Artist Statement:
I laced up for a run in what started like a normal day. A day I thought belonged to the “before” times. The times when life had not yet commanded the cruelties of isolation and physical distance. Who would have thought a seven-square-mile island was about to be caught up in the same pandemonium sweeping across the world? The blockades came at the top of the Florida Keys within weeks. The city-wide shutdown began even sooner. My tiny island was cut off from the world to protect its residents and limited medical facilities. I only dared leave my house for a daily run or walk as a high-risk individual with a disability. That was it. My apartment had no outside area so I put on my sneakers. All 398 days. And created and shared a few photos along the way. Friends and family were trapped in far less picturesque bubbles as the virus raged on. I hoped that my photos could somehow help others through this difficult time.
Controversially, US1 and Key West was reopened. A mask mandate was put in place requiring individuals to wear one any time they were outside their homes. The temperatures easily crept up and past 100. Wearing a mask each day to run became even more difficult – sweat dripping down my nose, unable to touch my face. It was like preparing for a great run on a barren beautiful boiling beachside track that awarded no medals or recognition at the end.
Heading into month six of being alone was overwhelming. Yet, taking the same photo in the same location over and over became a rare comfort in my routine. No matter the exhaustion or repetitiveness.
In October, fear set in and rooted itself firmly like the mangled mangroves anchoring the shoreline of my runs. Anti-maskers and the oblivious, all pretending it was over, all eager for a getaway, flocked to our tiny island, spreading the virus.
As the holidays arrived our numbers grew. I tried to concentrate on creating this project to keep sane.
The new year ushered in the most important question thus far. When would I be able to get my vaccine? Each day of waiting felt like one more opportunity to die. The denial of the virus by visitors was exhausting. I tried to explain that I was genuinely high risk. No one cared.
It felt like a chore some days but art is the ultimate distraction. I walked. I photographed. I walked and photographed. Two more months go by. I have not touched or hugged another human in almost a year.

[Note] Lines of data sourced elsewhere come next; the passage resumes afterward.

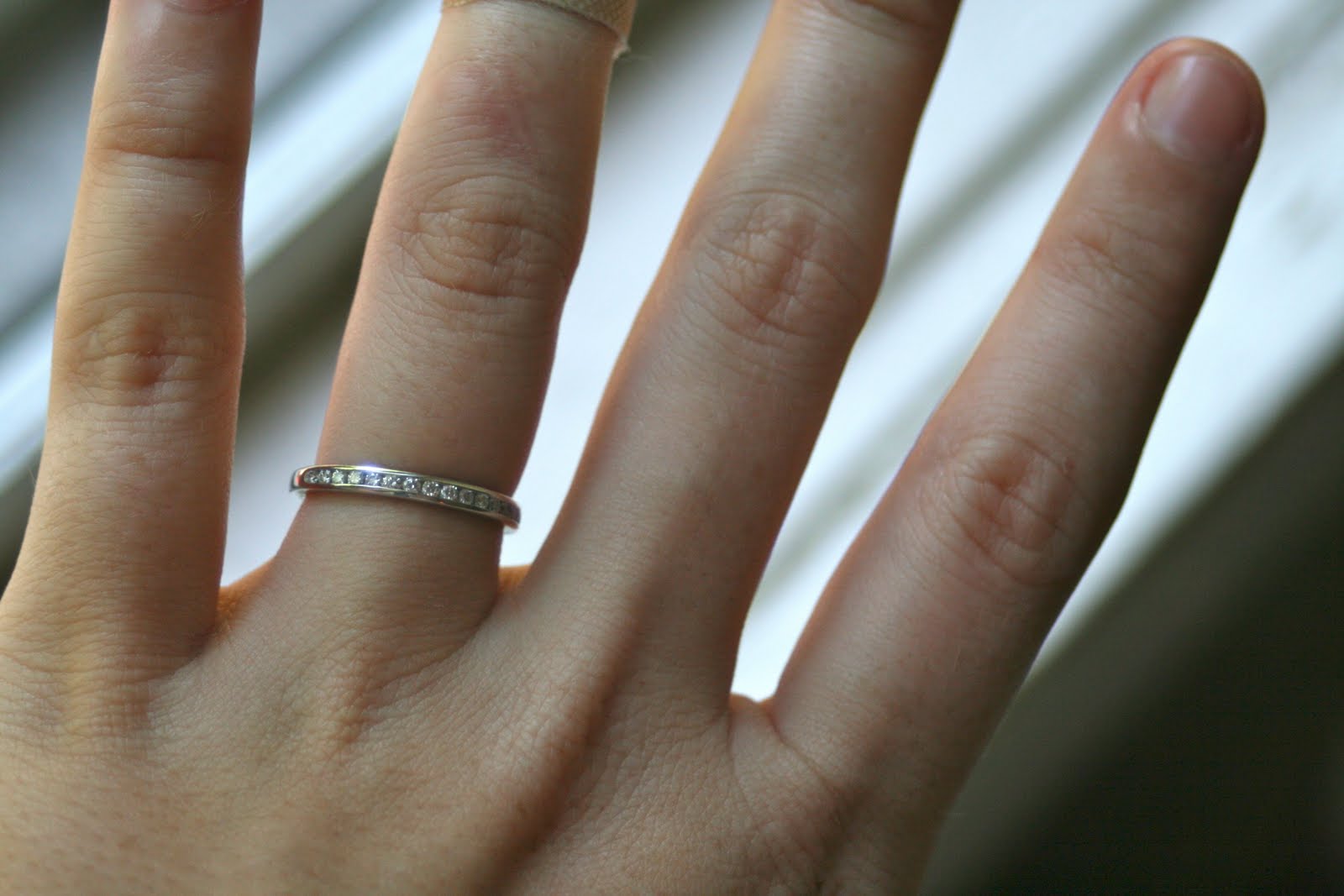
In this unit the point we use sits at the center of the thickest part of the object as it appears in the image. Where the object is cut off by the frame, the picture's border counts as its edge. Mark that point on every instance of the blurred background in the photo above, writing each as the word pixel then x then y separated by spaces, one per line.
pixel 1183 730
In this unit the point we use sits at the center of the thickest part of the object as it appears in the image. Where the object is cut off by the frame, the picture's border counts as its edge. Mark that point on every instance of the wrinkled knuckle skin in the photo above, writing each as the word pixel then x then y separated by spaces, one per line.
pixel 159 136
pixel 1113 262
pixel 1011 506
pixel 145 349
pixel 488 250
pixel 914 19
pixel 780 278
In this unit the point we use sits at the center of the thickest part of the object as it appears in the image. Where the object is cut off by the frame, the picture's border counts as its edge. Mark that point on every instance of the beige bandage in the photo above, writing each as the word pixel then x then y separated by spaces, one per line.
pixel 616 15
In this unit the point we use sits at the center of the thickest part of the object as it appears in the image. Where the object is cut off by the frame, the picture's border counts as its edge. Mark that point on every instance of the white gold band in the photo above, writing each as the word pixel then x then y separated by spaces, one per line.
pixel 412 486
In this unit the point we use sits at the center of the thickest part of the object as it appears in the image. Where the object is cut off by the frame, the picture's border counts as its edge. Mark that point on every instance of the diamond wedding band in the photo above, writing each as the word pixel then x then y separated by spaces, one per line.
pixel 412 486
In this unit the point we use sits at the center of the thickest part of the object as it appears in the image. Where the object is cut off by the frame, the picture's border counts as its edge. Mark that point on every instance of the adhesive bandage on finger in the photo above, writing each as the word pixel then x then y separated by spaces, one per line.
pixel 616 15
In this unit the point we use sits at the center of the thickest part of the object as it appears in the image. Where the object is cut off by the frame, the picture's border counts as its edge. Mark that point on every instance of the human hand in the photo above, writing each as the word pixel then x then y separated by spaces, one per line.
pixel 381 708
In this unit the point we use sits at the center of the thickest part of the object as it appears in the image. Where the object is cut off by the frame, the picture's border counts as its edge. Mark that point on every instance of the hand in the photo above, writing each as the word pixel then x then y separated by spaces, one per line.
pixel 381 708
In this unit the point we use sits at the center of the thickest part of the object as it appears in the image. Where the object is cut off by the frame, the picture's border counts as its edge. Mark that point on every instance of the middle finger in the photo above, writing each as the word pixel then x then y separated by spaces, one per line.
pixel 726 379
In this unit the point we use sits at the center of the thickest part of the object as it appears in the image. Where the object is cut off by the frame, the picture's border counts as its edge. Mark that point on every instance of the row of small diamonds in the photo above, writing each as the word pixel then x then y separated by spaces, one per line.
pixel 433 490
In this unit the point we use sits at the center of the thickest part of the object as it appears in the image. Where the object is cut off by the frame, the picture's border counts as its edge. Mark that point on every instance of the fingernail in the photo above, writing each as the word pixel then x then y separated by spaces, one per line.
pixel 1200 107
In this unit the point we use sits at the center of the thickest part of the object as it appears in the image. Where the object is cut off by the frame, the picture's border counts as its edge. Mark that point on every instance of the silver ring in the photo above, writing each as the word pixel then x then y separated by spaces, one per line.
pixel 412 486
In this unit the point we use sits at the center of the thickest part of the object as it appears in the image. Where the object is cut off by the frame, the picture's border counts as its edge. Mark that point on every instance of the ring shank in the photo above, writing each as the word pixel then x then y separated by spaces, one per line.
pixel 410 486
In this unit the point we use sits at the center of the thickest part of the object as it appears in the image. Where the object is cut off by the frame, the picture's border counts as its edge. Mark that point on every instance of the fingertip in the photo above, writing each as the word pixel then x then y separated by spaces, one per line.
pixel 1200 102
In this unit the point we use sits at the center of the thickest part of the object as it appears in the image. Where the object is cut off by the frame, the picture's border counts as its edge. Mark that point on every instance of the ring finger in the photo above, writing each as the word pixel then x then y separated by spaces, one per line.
pixel 450 338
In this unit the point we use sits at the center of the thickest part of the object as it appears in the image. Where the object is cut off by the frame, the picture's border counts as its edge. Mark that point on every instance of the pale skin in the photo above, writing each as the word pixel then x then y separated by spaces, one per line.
pixel 385 721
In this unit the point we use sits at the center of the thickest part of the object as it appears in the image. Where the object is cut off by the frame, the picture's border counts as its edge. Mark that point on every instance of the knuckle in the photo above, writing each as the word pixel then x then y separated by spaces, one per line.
pixel 144 348
pixel 1010 510
pixel 488 250
pixel 780 275
pixel 1105 255
pixel 165 137
pixel 895 18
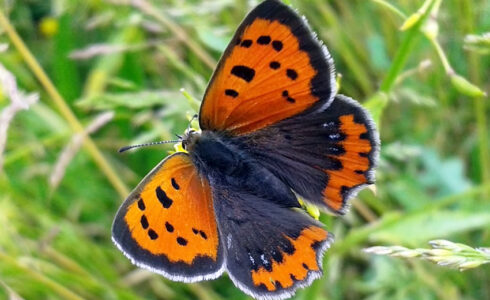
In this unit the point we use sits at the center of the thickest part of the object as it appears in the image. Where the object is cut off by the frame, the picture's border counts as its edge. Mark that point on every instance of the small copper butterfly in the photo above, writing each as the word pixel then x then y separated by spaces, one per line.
pixel 273 127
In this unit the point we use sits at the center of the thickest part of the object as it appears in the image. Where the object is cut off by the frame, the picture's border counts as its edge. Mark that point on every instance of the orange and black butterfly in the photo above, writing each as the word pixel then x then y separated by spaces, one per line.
pixel 273 127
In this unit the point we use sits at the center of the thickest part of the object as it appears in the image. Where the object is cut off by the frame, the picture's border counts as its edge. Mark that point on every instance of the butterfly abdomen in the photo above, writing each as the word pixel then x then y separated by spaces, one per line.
pixel 226 163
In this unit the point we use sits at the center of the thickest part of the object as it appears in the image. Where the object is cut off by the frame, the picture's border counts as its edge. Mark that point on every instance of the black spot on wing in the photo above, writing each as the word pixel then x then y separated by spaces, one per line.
pixel 292 74
pixel 264 40
pixel 231 93
pixel 246 43
pixel 277 45
pixel 278 285
pixel 181 241
pixel 274 65
pixel 169 227
pixel 175 184
pixel 243 72
pixel 277 256
pixel 152 234
pixel 316 245
pixel 285 94
pixel 141 204
pixel 163 198
pixel 287 247
pixel 144 222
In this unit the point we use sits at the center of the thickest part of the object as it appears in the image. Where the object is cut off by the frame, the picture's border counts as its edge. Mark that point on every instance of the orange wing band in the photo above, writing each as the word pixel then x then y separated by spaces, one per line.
pixel 294 267
pixel 355 163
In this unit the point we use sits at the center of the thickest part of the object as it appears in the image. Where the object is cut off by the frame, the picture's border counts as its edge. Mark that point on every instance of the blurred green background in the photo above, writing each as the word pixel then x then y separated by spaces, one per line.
pixel 129 60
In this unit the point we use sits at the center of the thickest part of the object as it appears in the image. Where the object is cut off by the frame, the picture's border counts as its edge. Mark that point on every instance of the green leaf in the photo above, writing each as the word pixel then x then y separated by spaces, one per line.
pixel 420 228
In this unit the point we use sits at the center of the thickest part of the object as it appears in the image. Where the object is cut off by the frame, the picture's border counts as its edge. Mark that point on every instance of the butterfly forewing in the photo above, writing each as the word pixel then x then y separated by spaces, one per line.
pixel 274 68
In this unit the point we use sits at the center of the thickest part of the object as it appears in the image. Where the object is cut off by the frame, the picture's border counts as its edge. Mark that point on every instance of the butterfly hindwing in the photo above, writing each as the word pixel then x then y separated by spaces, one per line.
pixel 324 156
pixel 274 68
pixel 167 223
pixel 271 250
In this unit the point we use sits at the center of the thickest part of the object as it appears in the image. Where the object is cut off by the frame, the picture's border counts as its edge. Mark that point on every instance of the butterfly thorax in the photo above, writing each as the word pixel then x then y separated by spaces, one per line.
pixel 225 162
pixel 212 152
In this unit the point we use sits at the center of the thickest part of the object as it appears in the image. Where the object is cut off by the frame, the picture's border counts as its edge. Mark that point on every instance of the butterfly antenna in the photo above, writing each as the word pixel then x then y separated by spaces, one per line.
pixel 124 149
pixel 190 122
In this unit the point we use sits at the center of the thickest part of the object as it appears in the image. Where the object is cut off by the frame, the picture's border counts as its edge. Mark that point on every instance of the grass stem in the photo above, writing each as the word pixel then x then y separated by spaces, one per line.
pixel 62 106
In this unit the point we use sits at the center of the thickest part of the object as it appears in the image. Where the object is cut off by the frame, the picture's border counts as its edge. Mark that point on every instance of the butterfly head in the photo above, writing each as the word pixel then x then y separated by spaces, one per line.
pixel 189 139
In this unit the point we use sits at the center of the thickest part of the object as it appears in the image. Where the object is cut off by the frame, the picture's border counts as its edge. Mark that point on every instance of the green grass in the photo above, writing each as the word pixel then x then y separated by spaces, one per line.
pixel 433 180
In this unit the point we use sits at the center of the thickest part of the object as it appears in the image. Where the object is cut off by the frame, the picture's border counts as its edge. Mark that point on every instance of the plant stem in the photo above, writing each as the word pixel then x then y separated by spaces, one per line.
pixel 62 106
pixel 404 51
pixel 180 33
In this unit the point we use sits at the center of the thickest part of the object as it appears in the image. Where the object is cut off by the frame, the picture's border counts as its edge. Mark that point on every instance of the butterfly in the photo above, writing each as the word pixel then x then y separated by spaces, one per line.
pixel 273 129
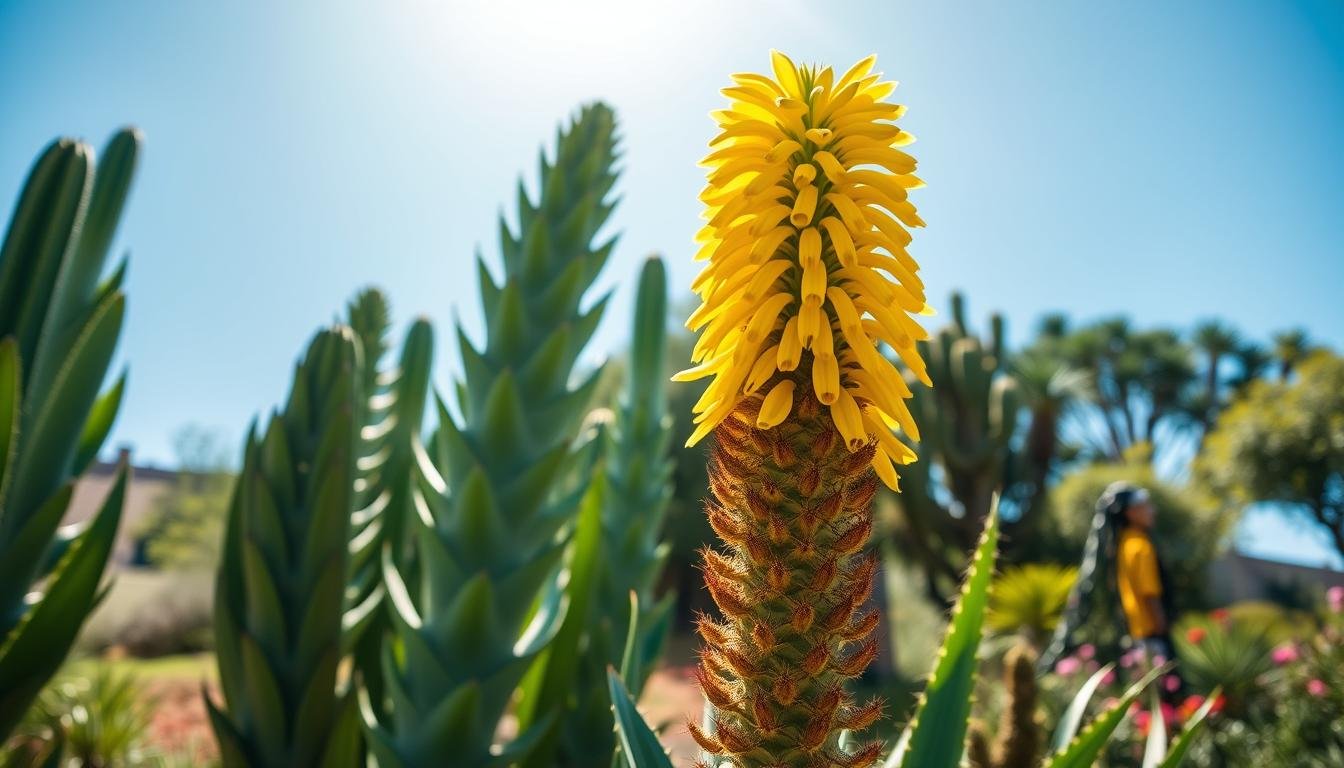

March finally brings welcome news. I am eligible for the vaccine with a doctor’s permission. Of course, getting an appointment is impossible. I wake up at dawn each day with five computer screens running on overdrive. I furiously hit refresh for thirty minutes, watching in disbelief as all the appointment slots fill without me.
Soon, there is elation – a cancellation. I secure a vaccine appointment two weeks out. The location is more than a two-hour drive each way, but I am almost to the finish line.
This forces me into a store for the first time in over a year. I hit the mile marker I need and time to use a public restroom. I am terrified. I am double-masked. My heart is racing. I feel anxious as the pharmacist tries to hand me a pen. Surprise. I have brought my own. They ask me to sit in the chair. So, I grab a wipe from my pocket and sit and wait. Five minutes seems like forever. The cashier tries to make small talk. I am not even listening. I just want to get out of this fluorescent purgatory and back to the safety of my house. The shot is quick and easy. I wait my fifteen agonizing minutes and race to the door.
I am grateful to have my first dose. My walks are becoming less fearful and more enjoyable. The photos even seem lighter. Taking them is bringing joy to me and the people that look forward to them each day.
My second shot brings less fear in the store this time. I give encouraging words to the cashier and pharmacist. Two weeks from now and I will have full protection.
I take every photo, every walk, more seriously over those next two weeks. I think about the last 397 days, the death, the sickness, the overworked workers, and the insanity of it all. I know my project is coming to an end. I will have to go back to my “new” normal as they are calling it. Back to working more and making art less.
It is the last day. One mile left to go. I stop and take my final photo. I finish the mile and think about how happy I am to be alive. I compose my message alone to the smelly seaweed “And just like that, my love affair with Key West is officially over.” I hit “post.”